A threat actor is creating a fake Skype, Google Meetand Zoom meetings, which mimic these popular collaboration applications to spread them in various ways commodity malware which can steal sensitive data from both Android and Windows users.
The campaign, which began in December, demonstrates a Emerging cybersecurity threat to business users, researchers at Zcaler’s ThreatLabz revealed in a blog post on March 6. The attackers are using shared web hosting to host fake online meeting sites on a single IP address, leveraging various URLs that are convincingly similar enough to the real websites of the imitated services. . The Skype campaign, for example, used “join-skype[.]info”, while Google Meet users were encouraged to join meetings via “online-cloudmeeting[.]professional.” The Zoom in the campaign uses “us06webzoomus[.]professional.”
Threat actors are exploiting the move to deliver widely available payloads to attack cross-platform users, brandishing Android-focused SpyNote RAT and the NjRAT AND DCRactthat compromise Windows users, researchers said.
“A threat actor is using these decoys to deploy RATs for Android and Windows, which can steal sensitive information, log keystrokes, and steal files,” ThreatLabz researchers Himanshu Sharma, Arkaprva Tripathl, and Meghraj Nandanwar wrote in the campaign post .
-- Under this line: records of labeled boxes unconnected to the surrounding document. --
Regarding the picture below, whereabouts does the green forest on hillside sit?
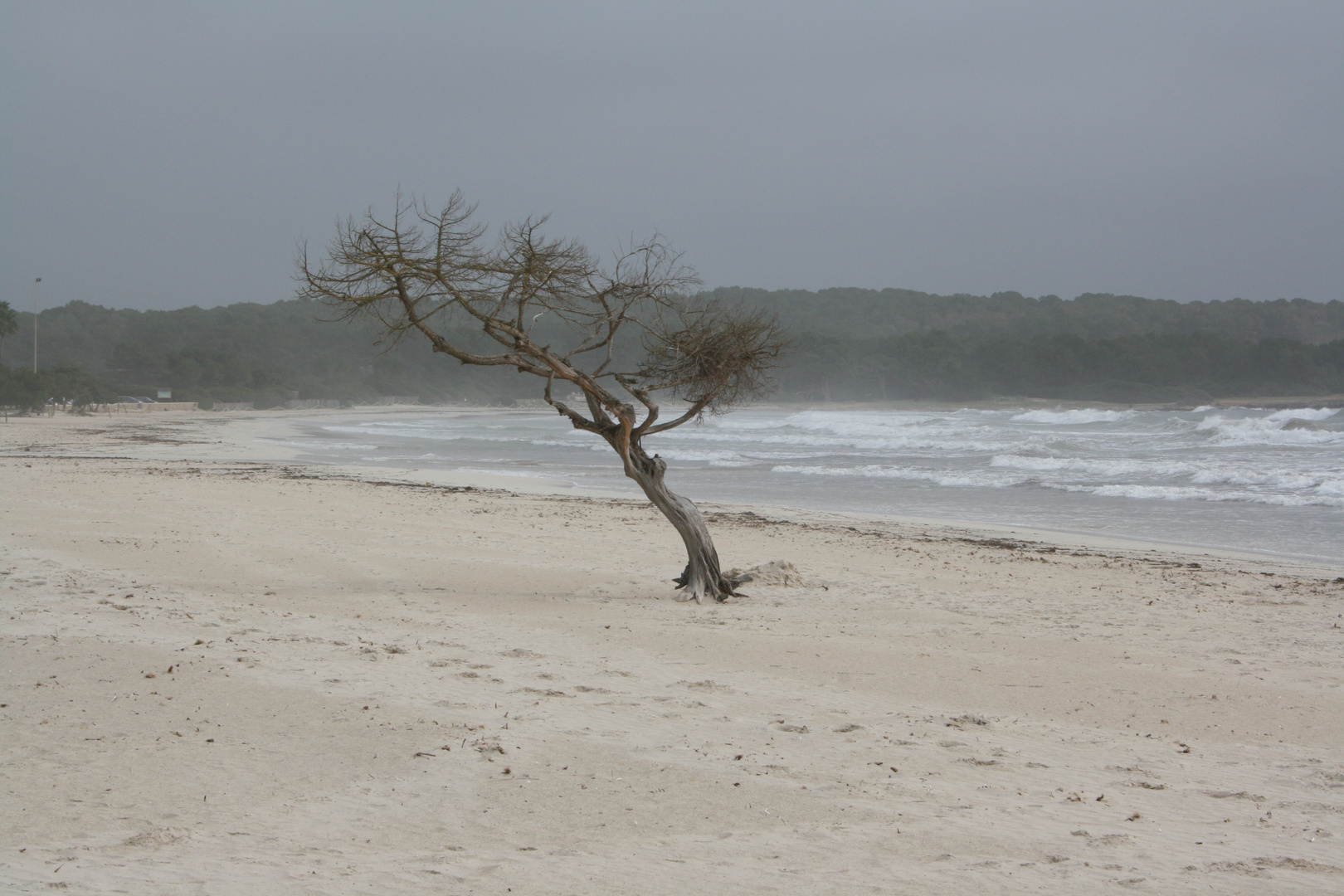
[0,288,1344,407]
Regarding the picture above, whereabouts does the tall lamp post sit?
[32,277,41,373]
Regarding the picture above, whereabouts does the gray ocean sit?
[267,407,1344,562]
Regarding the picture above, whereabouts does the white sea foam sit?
[299,406,1344,560]
[1012,407,1136,425]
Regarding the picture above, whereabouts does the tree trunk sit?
[622,443,739,603]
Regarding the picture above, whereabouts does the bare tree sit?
[297,192,786,601]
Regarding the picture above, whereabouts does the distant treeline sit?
[0,288,1344,407]
[781,330,1344,403]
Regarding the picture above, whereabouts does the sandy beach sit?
[0,411,1344,896]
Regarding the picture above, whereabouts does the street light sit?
[32,277,41,373]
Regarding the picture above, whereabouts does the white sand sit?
[0,411,1344,894]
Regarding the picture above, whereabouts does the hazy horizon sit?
[0,2,1344,310]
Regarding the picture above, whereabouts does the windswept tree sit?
[297,192,786,601]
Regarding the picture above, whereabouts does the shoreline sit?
[0,414,1344,896]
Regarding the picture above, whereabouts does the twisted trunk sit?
[617,442,741,603]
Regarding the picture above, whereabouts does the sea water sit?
[275,407,1344,562]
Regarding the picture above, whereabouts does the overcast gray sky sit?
[0,0,1344,309]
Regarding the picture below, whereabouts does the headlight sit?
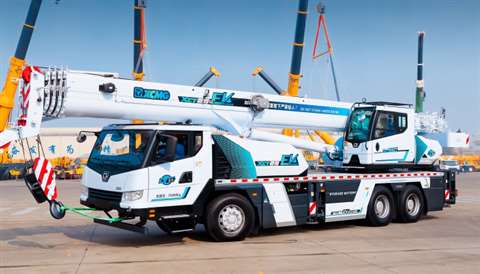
[122,190,143,202]
[80,185,88,201]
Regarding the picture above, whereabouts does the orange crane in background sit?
[0,0,42,163]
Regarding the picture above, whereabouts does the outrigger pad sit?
[25,157,58,204]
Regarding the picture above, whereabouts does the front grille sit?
[88,188,122,203]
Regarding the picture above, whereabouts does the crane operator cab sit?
[343,102,442,167]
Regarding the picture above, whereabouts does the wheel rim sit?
[406,193,420,216]
[374,194,390,219]
[218,204,245,235]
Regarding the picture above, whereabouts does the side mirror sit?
[160,134,178,162]
[77,131,87,143]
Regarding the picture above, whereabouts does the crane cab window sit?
[346,108,375,143]
[373,111,407,139]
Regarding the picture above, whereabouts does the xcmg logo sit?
[133,87,170,101]
[211,92,235,105]
[280,154,298,166]
[158,175,175,186]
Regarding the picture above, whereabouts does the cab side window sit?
[373,111,407,139]
[151,132,203,165]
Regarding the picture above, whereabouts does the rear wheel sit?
[398,185,425,223]
[367,186,394,226]
[205,193,255,241]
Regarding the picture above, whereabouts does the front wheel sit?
[367,186,394,226]
[205,193,255,241]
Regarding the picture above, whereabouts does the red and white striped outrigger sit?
[33,157,58,201]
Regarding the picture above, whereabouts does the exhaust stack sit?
[415,31,425,113]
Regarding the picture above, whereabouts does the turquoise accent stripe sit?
[268,102,350,116]
[213,135,257,178]
[152,187,190,202]
[377,149,409,162]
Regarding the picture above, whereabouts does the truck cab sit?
[343,102,441,167]
[80,124,308,230]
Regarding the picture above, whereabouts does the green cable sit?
[61,204,123,223]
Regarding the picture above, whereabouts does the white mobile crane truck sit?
[0,69,456,241]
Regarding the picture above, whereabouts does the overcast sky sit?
[0,0,480,132]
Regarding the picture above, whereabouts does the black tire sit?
[205,193,255,241]
[398,185,425,223]
[367,186,395,226]
[50,200,65,220]
[155,220,173,235]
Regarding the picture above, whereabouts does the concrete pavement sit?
[0,173,480,274]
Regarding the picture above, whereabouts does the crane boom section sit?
[44,71,352,134]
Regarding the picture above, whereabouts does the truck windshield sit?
[345,108,374,143]
[87,130,154,175]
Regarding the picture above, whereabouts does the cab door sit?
[148,132,209,207]
[369,110,415,164]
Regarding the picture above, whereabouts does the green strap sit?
[61,205,123,223]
Efforts to lure users with Skype and Google Meet began in December, and the attacker began impersonating Zoom in January.
Spoofed meeting invitations offer one click to compromise
Just as each campaign has its own appeal, so each attack vector was unique in its execution, with some similarities between them. In the Skype campaign, the link takes Windows users to a file called Skype8.exe, a malicious executable file masquerading as a Skype download, while those who clicked the link via Google Play were directed to the malicious file Skype.apk. Both files ultimately deliver a malicious payload.
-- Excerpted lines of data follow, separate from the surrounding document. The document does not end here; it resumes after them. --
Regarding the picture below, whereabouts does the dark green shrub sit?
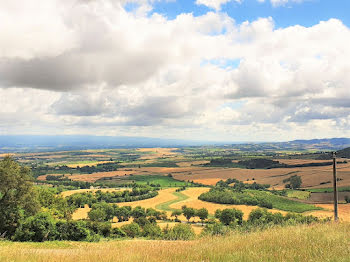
[202,222,229,236]
[110,227,127,238]
[163,224,195,240]
[56,220,93,241]
[121,222,141,238]
[142,223,162,239]
[87,222,112,237]
[13,212,57,242]
[219,208,243,225]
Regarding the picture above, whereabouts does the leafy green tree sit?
[182,206,196,222]
[120,223,141,238]
[142,223,162,239]
[14,212,57,242]
[289,176,302,189]
[171,210,182,221]
[131,206,146,219]
[114,206,131,222]
[196,208,209,224]
[0,157,39,237]
[163,224,195,240]
[88,208,107,222]
[56,220,91,241]
[219,208,243,225]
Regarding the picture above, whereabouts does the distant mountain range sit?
[0,135,350,153]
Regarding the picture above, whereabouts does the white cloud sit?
[0,0,350,140]
[270,0,306,7]
[196,0,242,10]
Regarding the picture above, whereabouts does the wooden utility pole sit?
[333,152,338,221]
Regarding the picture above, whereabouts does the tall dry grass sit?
[0,223,350,262]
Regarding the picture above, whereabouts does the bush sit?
[110,227,127,238]
[163,224,195,240]
[248,208,285,225]
[202,222,229,236]
[142,223,162,239]
[87,222,112,237]
[13,212,56,242]
[344,196,350,204]
[56,220,93,241]
[121,222,141,238]
[216,208,243,225]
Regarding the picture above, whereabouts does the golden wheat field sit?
[306,204,350,222]
[170,187,287,219]
[172,163,350,189]
[0,223,350,262]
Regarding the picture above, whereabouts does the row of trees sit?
[171,206,209,224]
[88,202,167,222]
[215,178,270,192]
[68,186,158,207]
[198,187,273,208]
[202,208,322,235]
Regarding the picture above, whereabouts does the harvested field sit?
[61,188,128,197]
[72,206,91,220]
[308,192,350,204]
[63,161,114,168]
[157,222,203,235]
[69,169,135,182]
[137,148,178,159]
[308,204,350,222]
[172,163,350,189]
[118,188,177,208]
[274,159,332,165]
[170,187,287,219]
[37,174,62,181]
[176,160,210,167]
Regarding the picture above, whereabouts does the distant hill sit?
[0,135,350,154]
[337,147,350,158]
[0,135,212,152]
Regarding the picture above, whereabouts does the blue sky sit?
[0,0,350,141]
[153,0,350,28]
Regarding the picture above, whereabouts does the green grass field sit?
[156,192,189,211]
[128,175,190,187]
[247,190,322,213]
[307,186,350,193]
[0,223,350,262]
[287,189,311,200]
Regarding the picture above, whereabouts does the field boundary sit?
[156,192,189,211]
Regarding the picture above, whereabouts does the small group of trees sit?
[171,206,209,224]
[68,186,158,207]
[202,208,322,235]
[198,187,273,208]
[88,202,167,222]
[215,178,270,192]
[283,175,302,189]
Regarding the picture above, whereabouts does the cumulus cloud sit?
[196,0,242,10]
[0,0,350,140]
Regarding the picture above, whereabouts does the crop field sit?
[307,204,350,222]
[98,174,188,187]
[287,190,311,200]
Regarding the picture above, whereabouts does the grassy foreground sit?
[0,223,350,262]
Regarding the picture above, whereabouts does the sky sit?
[0,0,350,142]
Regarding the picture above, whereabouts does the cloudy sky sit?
[0,0,350,141]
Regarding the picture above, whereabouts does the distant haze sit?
[0,135,350,153]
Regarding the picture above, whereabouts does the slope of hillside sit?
[0,223,350,262]
[337,147,350,158]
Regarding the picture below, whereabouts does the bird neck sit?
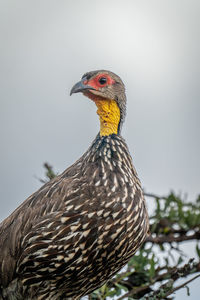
[95,99,120,136]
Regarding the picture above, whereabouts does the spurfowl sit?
[0,70,149,300]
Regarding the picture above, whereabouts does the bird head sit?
[70,70,126,136]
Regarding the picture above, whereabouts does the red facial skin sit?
[83,74,115,91]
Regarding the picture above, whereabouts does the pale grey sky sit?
[0,0,200,300]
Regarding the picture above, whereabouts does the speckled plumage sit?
[0,69,148,300]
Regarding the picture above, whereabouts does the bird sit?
[0,70,149,300]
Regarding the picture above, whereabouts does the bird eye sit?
[99,77,107,85]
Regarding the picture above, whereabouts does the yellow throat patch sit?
[95,99,120,136]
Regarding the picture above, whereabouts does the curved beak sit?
[70,78,95,96]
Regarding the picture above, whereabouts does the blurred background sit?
[0,0,200,299]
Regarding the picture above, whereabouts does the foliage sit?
[41,164,200,300]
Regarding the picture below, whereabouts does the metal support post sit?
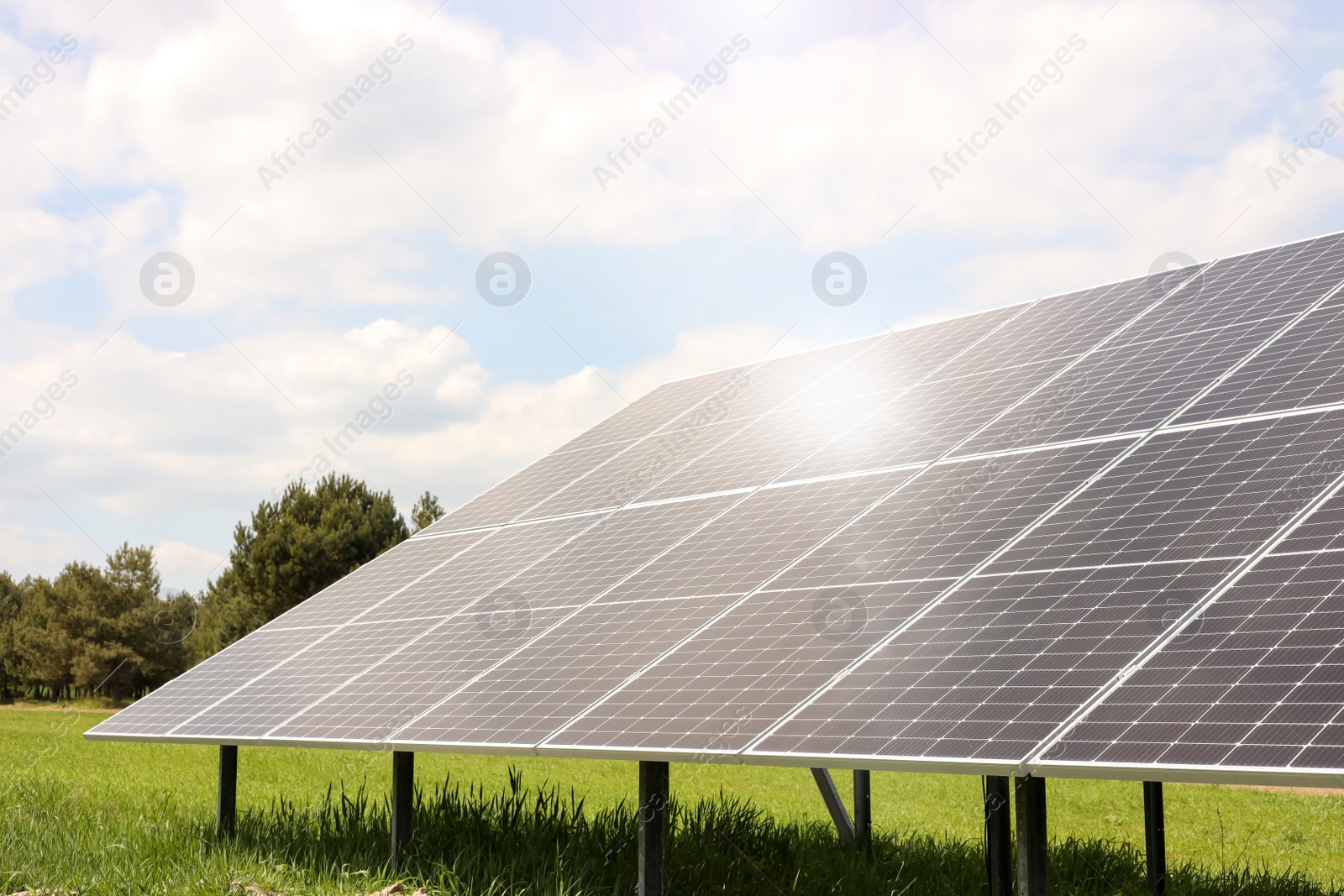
[638,762,669,896]
[984,775,1012,896]
[811,768,855,846]
[1144,780,1167,896]
[391,750,415,867]
[215,744,238,837]
[853,768,872,849]
[1013,775,1050,896]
The fake Google Meet site provides links to download a fake Skype application for Android (in reality, SpyNote RAT) and/or Windows (a BAT file that downloads the DCRat payload).
The fake Zoom site is slightly different in that it uses an additional trick to try to trick users, presenting a link with a subpath that closely resembles a meeting ID generated by the Zoom client.
There is also a similarity between the fake Google Meet and Zoom in websites as both also contain an open directory with two additional Windows executable files – driver.exe and meet.exe – that hide NjRAT.
“The presence of these files suggests that the attacker may be using them in other campaigns, given their distinct names,” the researchers noted.
Protect business users from evolving cyber threats
To protect themselves, it is important that businesses take measures “to protect themselves from advanced infections and Evolving malware threats“, according to ThreatLabz.
To this end, researchers have highlighted the importance of regular updates and security patches to provide attackers with fewer entry points to compromise users. In the post they also included a list of specific MITER ATT&CK techniques activated during the sandbox analysis process conducted during the research.